Chapel perilous is a term best known from Thomas Malory's Arthurian compilation Le Morte d'Arthur as the setting for an adventure in which the sorceress Hellawes unsuccessfully attempts to seduce the knight Lancelot. Malory was partially inspired by the chapel perilous adventure of the knight Gawain in Perlesvaus, as well as corresponding ghost episodes featuring Perceval in Wauchier's and Manessier's respective continuations of Perceval, and Gawain and Hector de Maris in the Vulgate Queste, that tend to combine it with the related theme of the perilous cemetery. A similar motif (a perilous cemetery and a perilous chapel), but featuring Lancelot, also appears in the Prose Lancelot and in the romance Chevalier à deux Espées.

==As used in literature==
The term as used in literature was explicated in detail by Jessie L. Weston in her 1920 book From Ritual to Romance. It was defined by Thomas C. Foster as "the dangerous enclosure that is known in the study of traditional quest romances." Foster cited the plot of the 1966 book Crying of Lot 49 as an example. T. S. Eliot used it symbolically in his 1922 poem The Waste Land. It was also used by Eleanore M. Jewett in her 1946 book The Hidden Treasure of Glaston. Dorothy Hewett took The Chapel Perilous as the title for her autobiographical play, in which she uses "the framework of the Arthurian legend, Sir Lancelot, to create a theatrical quest of romantic and epic proportions."

== As used in psychology ==
"Chapel perilous" is also a term referring to a psychological state in which an individual is uncertain whether some course of events was affected by a supernatural force, or was a product of their own imagination. It was used by writer and philosopher Robert Anton Wilson in his 1977 book Cosmic Trigger. According to Wilson, being in this state leads the subject to become either paranoid or an agnostic; in his opinion there is no third way. The term "chapel perilous" was used by Antero Alli, in his 1986 book, Angel Tech: A Modern Shaman's Guide to Reality Selection which is based on Timothy Leary's eight-circuit model of consciousness.
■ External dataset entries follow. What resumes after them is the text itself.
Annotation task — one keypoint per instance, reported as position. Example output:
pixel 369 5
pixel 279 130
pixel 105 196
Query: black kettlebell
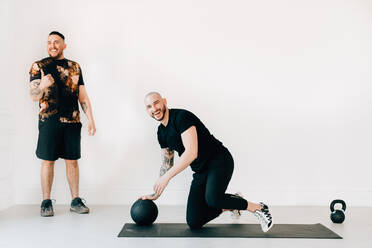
pixel 338 215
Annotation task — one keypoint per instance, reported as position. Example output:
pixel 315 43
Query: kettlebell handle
pixel 334 202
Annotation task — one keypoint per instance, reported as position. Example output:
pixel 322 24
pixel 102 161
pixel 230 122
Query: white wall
pixel 286 85
pixel 6 113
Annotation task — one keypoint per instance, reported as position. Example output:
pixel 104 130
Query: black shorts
pixel 58 140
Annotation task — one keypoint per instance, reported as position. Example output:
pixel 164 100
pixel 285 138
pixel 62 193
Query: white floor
pixel 21 226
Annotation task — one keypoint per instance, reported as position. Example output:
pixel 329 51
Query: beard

In Alli's book, chapel perilous is a rite of passage, when moving between the four lower circuits of consciousness to the higher circuits.

==Cultural references==
- "Chapel Perilous" is the title of a level in the 1999 real-time strategy video game Homeworld.
- "Exit Chapel Perilous" is a 2005 song by Umberloid, written and produced by Ott and Chris Barker.
- "Chapel Perilous" is a song by Telesma on their 2007 album O(H)M.
- Chapel Perilous is a 2013 comedy fantasy short film, directed by Matthew Lessner.
- "Chapel Perilous" is a song by Feed Me Jack included in the 2015 EP Anatolia.
- "Chapel Perilous" is a song by Mild High Club, which featured on their 2016 album Skiptracing, which heavily referenced the song "When You Wish Upon A Star" sung by Cliff Edwards.
- Chapel Perilous is a 2018 album by the experimental rock band Gnod.
- "Exit Chapel Perilous" is a song on the 2019 album Jettison Mind Hatch by Tipper.
- Chapel Perilous is the name of the rebel group in the 2023 Netflix limited series Bodies based on the DC Vertigo graphic novel of the same name.